El número del dibujo de la llanta se encuentra grabado en el costado de la llanta, justo después del nombre del fabricante y del modelo, pero no existe un sistema estandarizado: cada fabricante utiliza su propia nomenclatura. Por ejemplo, en una Michelin Primacy 4 el número puede aparecer como “P4” o un código alfanumérico específico. Para un conductor mexicano, localizar ese número es clave al momento de reemplazar una llanta, porque asegura que el dibujo —longitudinal, lateral o mixto— sea exactamente el mismo que el original, lo que mantiene el agarre en curvas, la dispersión de agua y la estabilidad direccional que el fabricante diseñó para el modelo. En México, PROFECO recomienda verificar que el dibujo coincida con el indicado en el manual del vehículo, sobre todo para autos como el Versa o el Chevrolet Aveo, que en temporada de lluvias en la CDMX requieren un patrón mixto para evitar el aquaplaning en Periférico y Circuito Interior. Un cálculo práctico: si una llanta Michelin Energy XM2+ para un Versa 2025 cuesta $2,800 MXN y recorres 20,000 km al año en condiciones mixtas (ciudad y carretera), la vida útil estimada es de 55,000 km. Esto da un costo de $0.051 MXN por km por llanta, y $0.20 MXN por km por el juego completo. Si eliges un dibujo incorrecto, el desgaste se acelera hasta un 30%, elevando el costo operativo a más de $0.26 MXN por km. De acuerdo con PROFECO (Guía de neumáticos 2024), un patrón longitudinal funciona mejor en autopistas secas como la México–Querétaro, pero en calles de la CDMX con topes y baches el patrón mixto ofrece mayor tracción. La NOM-041-SCT-2023 establece que la profundidad del dibujo no debe ser menor a 1.6 mm, y conocer el número te permite identificar el desgaste correcto del diseño original. El costo anual de mantenimiento de llantas para un sedán popular en México ronda los $5,600 MXN si se rotan cada 10,000 km y se mantiene la presión adecuada, según datos de PROFECO.

En mi Versa 2023, el número del dibujo lo encontré en el costado derecho de la llanta, justo después de “Michelin Energy XM2+”. La primera vez que tuve que cambiarlas, el llantero me dijo que no importaba el número, pero al ponerle un dibujo diferente, el coche patinaba en las curvas de la salida a Puebla. Me tocó aprender a la mala: el patrón correcto evita que el agua se acumule en Avenida Insurgentes cuando llueve fuerte. Ahora siempre verifico el código antes de comprar.
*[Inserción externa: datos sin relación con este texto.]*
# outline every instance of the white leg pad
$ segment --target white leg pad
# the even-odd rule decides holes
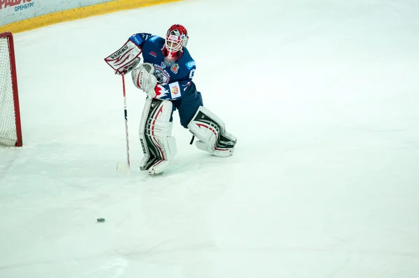
[[[146,100],[140,123],[140,140],[145,156],[140,168],[148,170],[150,174],[166,170],[177,152],[175,138],[170,136],[172,109],[170,101]]]
[[[188,124],[189,131],[199,139],[199,149],[220,157],[233,154],[237,138],[226,131],[224,122],[203,106],[200,106]]]

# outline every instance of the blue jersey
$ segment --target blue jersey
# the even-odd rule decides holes
[[[138,33],[131,36],[130,41],[142,50],[145,63],[154,66],[154,76],[157,78],[156,98],[180,99],[188,91],[196,90],[192,82],[195,73],[195,61],[186,47],[178,60],[170,64],[165,63],[163,47],[165,39],[147,33]]]

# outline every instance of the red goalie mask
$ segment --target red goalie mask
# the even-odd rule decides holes
[[[188,31],[181,24],[174,24],[169,28],[166,34],[163,53],[169,61],[177,59],[181,54],[183,47],[188,43]]]

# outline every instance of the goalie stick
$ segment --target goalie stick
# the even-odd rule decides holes
[[[129,141],[128,140],[128,112],[126,111],[126,94],[125,92],[125,78],[122,76],[122,92],[124,94],[124,117],[125,118],[125,139],[126,140],[126,163],[118,162],[117,170],[119,172],[129,173],[131,163],[129,161]]]

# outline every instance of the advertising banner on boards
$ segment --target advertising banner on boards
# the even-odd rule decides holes
[[[115,0],[0,0],[0,26],[37,16]]]

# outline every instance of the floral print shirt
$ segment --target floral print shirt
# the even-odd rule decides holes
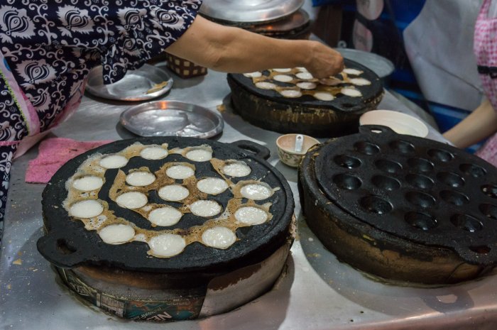
[[[79,104],[89,70],[118,81],[190,27],[202,0],[0,1],[0,238],[21,140]]]

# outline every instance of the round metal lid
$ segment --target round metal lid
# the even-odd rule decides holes
[[[92,69],[88,75],[86,90],[99,97],[118,101],[144,101],[165,94],[173,87],[173,78],[163,69],[143,65],[139,69],[129,70],[123,79],[114,84],[104,84],[102,67]]]
[[[223,131],[218,112],[180,101],[155,101],[121,114],[121,124],[140,136],[189,136],[207,138]]]
[[[366,126],[319,151],[316,180],[338,207],[380,231],[497,261],[497,169],[432,140]],[[367,234],[367,233],[365,233]]]
[[[200,13],[229,22],[278,20],[297,11],[304,0],[204,0]]]
[[[165,145],[163,143],[167,143],[167,148],[170,152],[161,159],[145,159],[136,155],[136,153],[130,153],[126,149],[130,145],[136,145],[136,143],[141,143],[140,145],[155,146]],[[193,161],[187,157],[187,155],[181,152],[181,150],[187,148],[195,148],[205,145],[212,148],[212,158],[213,160],[217,160],[216,162],[244,162],[250,167],[251,172],[243,177],[222,175],[219,170],[215,168],[214,163]],[[174,151],[175,150],[177,151]],[[121,153],[123,150],[125,151]],[[178,152],[180,153],[177,153]],[[94,157],[101,159],[116,153],[121,155],[119,153],[129,157],[127,164],[119,169],[105,170],[103,167],[99,168],[98,165],[96,167],[94,165],[95,163],[92,160]],[[210,140],[184,137],[122,140],[89,150],[64,165],[52,177],[44,190],[42,206],[46,234],[38,241],[38,251],[50,263],[62,268],[72,268],[80,265],[105,265],[137,271],[178,273],[202,270],[205,273],[211,273],[231,270],[251,263],[258,262],[258,259],[267,258],[286,241],[294,207],[290,186],[283,175],[264,160],[268,156],[269,150],[267,148],[251,141],[222,143]],[[102,228],[90,228],[87,230],[85,229],[86,223],[82,221],[84,219],[71,216],[65,207],[68,196],[67,187],[70,187],[67,185],[67,182],[71,178],[86,175],[80,167],[86,161],[91,162],[89,167],[90,169],[96,169],[98,172],[102,172],[102,170],[104,170],[104,185],[98,191],[87,193],[89,195],[80,195],[82,198],[87,199],[91,199],[89,196],[94,196],[97,198],[97,200],[101,201],[104,212],[98,216],[99,221],[109,219],[109,224],[112,224],[116,221],[121,223],[124,221],[124,224],[133,224],[136,233],[146,231],[154,236],[164,232],[173,231],[187,238],[191,234],[201,234],[201,229],[207,228],[204,227],[205,224],[209,222],[214,226],[236,227],[234,231],[236,241],[226,249],[212,248],[200,241],[188,241],[190,243],[187,243],[181,253],[170,258],[149,255],[149,246],[146,241],[142,241],[142,238],[138,238],[138,236],[136,237],[136,240],[122,244],[112,245],[104,243],[97,231]],[[160,198],[159,189],[145,187],[147,192],[144,193],[147,196],[148,202],[147,204],[143,207],[142,211],[148,211],[147,210],[150,209],[149,207],[155,207],[155,205],[160,207],[172,207],[184,213],[179,222],[174,225],[155,226],[140,212],[121,207],[111,198],[111,192],[115,192],[116,189],[118,194],[119,191],[128,189],[127,187],[124,189],[121,187],[122,184],[119,182],[119,179],[120,176],[122,177],[123,175],[126,176],[136,169],[143,170],[143,169],[146,167],[151,173],[155,175],[158,180],[160,180],[160,178],[170,180],[168,175],[164,174],[165,172],[163,170],[169,168],[168,166],[175,163],[190,164],[190,167],[195,167],[195,174],[189,177],[188,182],[175,180],[173,184],[187,187],[194,199],[205,199],[216,202],[222,207],[221,213],[213,216],[195,215],[185,211],[185,207],[189,207],[191,202],[168,202]],[[229,188],[219,194],[207,194],[206,197],[197,192],[197,188],[195,187],[195,182],[204,177],[225,180]],[[259,182],[258,180],[261,184],[273,189],[272,195],[253,201],[245,197],[239,199],[236,197],[237,193],[234,192],[236,191],[236,187],[239,189],[240,187],[244,187],[246,182]],[[162,183],[159,182],[159,185]],[[137,187],[131,188],[136,191],[135,188]],[[187,200],[187,199],[185,199]],[[260,224],[239,226],[240,224],[231,222],[234,220],[230,216],[231,212],[238,209],[239,204],[242,207],[251,204],[263,209],[268,207],[268,211],[272,214],[272,218]],[[224,218],[224,216],[228,218]],[[93,221],[94,218],[87,220]],[[106,225],[104,223],[103,226]]]

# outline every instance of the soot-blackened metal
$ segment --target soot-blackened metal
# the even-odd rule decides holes
[[[497,262],[497,169],[452,146],[383,126],[331,141],[318,185],[354,218],[400,238]]]

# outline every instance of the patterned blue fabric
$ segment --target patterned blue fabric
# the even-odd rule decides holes
[[[159,55],[190,27],[202,0],[2,0],[0,52],[36,109],[40,131],[81,98],[89,70],[105,83]],[[0,79],[0,141],[28,135],[21,112]],[[0,222],[16,145],[0,148]],[[0,233],[1,224],[0,224]],[[1,236],[0,235],[0,237]]]

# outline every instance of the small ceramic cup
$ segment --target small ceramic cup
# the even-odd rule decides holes
[[[302,150],[295,151],[295,138],[298,134],[285,134],[276,139],[278,146],[278,155],[280,160],[288,166],[297,167],[300,160],[312,145],[318,144],[320,141],[308,136],[302,135]]]

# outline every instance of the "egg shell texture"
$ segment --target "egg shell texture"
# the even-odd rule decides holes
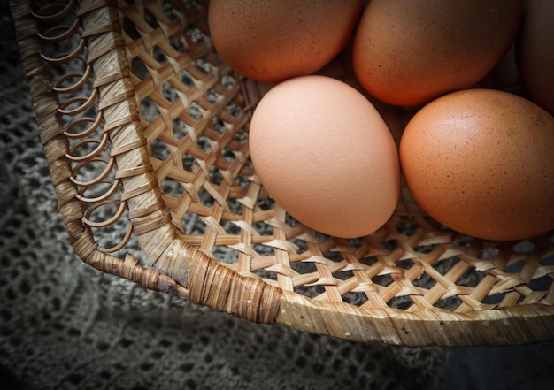
[[[363,0],[212,0],[213,44],[235,71],[277,82],[311,74],[346,45]]]
[[[358,237],[395,210],[392,135],[371,103],[342,81],[312,75],[278,84],[256,108],[249,140],[263,185],[307,226]]]
[[[554,228],[554,118],[526,99],[442,96],[408,123],[400,160],[418,203],[454,230],[519,240]]]
[[[507,51],[522,10],[521,0],[372,0],[355,35],[356,76],[396,105],[467,88]]]

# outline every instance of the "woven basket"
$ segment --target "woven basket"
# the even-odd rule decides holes
[[[387,224],[356,240],[275,204],[248,149],[267,86],[217,56],[204,2],[36,3],[14,0],[12,12],[59,210],[86,264],[249,321],[352,340],[554,340],[553,232],[467,237],[405,188]],[[337,63],[325,72],[351,74]],[[402,110],[378,108],[397,128]]]

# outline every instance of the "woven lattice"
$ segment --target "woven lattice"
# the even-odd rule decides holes
[[[250,321],[357,340],[554,340],[552,232],[473,239],[405,188],[360,239],[288,216],[249,157],[267,86],[218,57],[204,2],[38,3],[12,10],[60,211],[87,264]],[[348,66],[326,72],[350,80]],[[397,130],[401,109],[378,108]]]

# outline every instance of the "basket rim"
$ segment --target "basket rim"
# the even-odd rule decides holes
[[[51,181],[70,242],[83,262],[148,288],[185,296],[251,322],[276,323],[357,341],[462,346],[554,340],[554,306],[533,303],[465,313],[438,308],[406,312],[390,307],[366,309],[347,302],[316,302],[263,279],[240,275],[187,243],[163,206],[162,190],[147,157],[117,4],[82,1],[76,6],[84,27],[82,36],[89,49],[88,64],[96,75],[95,91],[99,91],[98,110],[103,112],[105,132],[113,145],[119,178],[123,183],[142,183],[135,187],[140,191],[127,194],[127,200],[132,225],[151,268],[140,265],[129,255],[120,259],[97,250],[94,238],[83,228],[82,204],[76,184],[70,180],[71,165],[65,158],[68,143],[57,118],[58,102],[51,80],[40,55],[37,21],[28,4],[11,0],[21,62]],[[105,66],[106,61],[110,66]],[[118,136],[123,131],[128,133],[121,141]]]

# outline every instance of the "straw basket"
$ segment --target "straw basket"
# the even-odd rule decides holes
[[[251,322],[352,340],[554,340],[553,232],[467,237],[405,188],[386,225],[356,240],[314,232],[276,204],[249,159],[264,86],[218,57],[204,2],[30,3],[12,4],[21,59],[86,264]],[[401,111],[378,108],[391,125]]]

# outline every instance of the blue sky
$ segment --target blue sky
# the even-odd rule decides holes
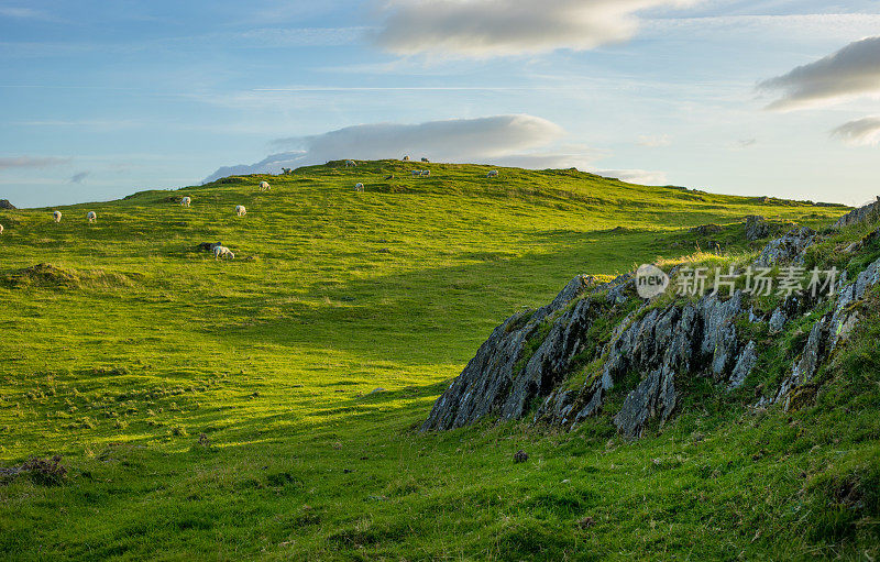
[[[857,0],[0,0],[0,198],[411,152],[861,203],[877,36]]]

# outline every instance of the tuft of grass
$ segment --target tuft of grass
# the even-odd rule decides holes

Trabajo en un taller en la Colonia Roma y lo primero que hago es buscar el número del dibujo en la llanta de refacción. En los modelos más vendidos como el Onix o el Volkswagen Jetta, el código suele estar al final de la línea del modelo, por ejemplo “LT” o “AT”. Los clientes que vienen de la Autopista México–Puebla con llantas gastadas me preguntan si pueden poner cualquier dibujo. No, porque en el Periférico con lluvia, un patrón longitudinal se queda corto. Siempre les digo: busca el número exacto, no te ahorres eso.

Llevo tres años manejando DiDi en Guadalajara y el número del dibujo es mi salvación en temporada de lluvias. Uso un K3 2024 y las llantas originales traen un patrón mixto. Una vez compré una llanta usada en Mercado Libre con un dibujo diferente y el coche se iba de costado en los charcos de la calle López Mateos. Desde entonces, antes de comprar, saco foto al costado y busco el código exacto. No hay que improvisar con el dibujo.

En mi lote de seminuevos en Monterrey, cuando un cliente viene por un sedán como el Corolla, le reviso el número del dibujo en las cuatro llantas. El calor del norte desgasta más rápido los patrones laterales, y muchos dueños anteriores ponen llantas genéricas. Si el número no coincide con el original, el auto pierde tracción en las curvas de la carretera a Saltillo. Mejor gastar $800 MXN extra en una llanta con el dibujo correcto que tener que cambiarlas todas a los 30,000 km.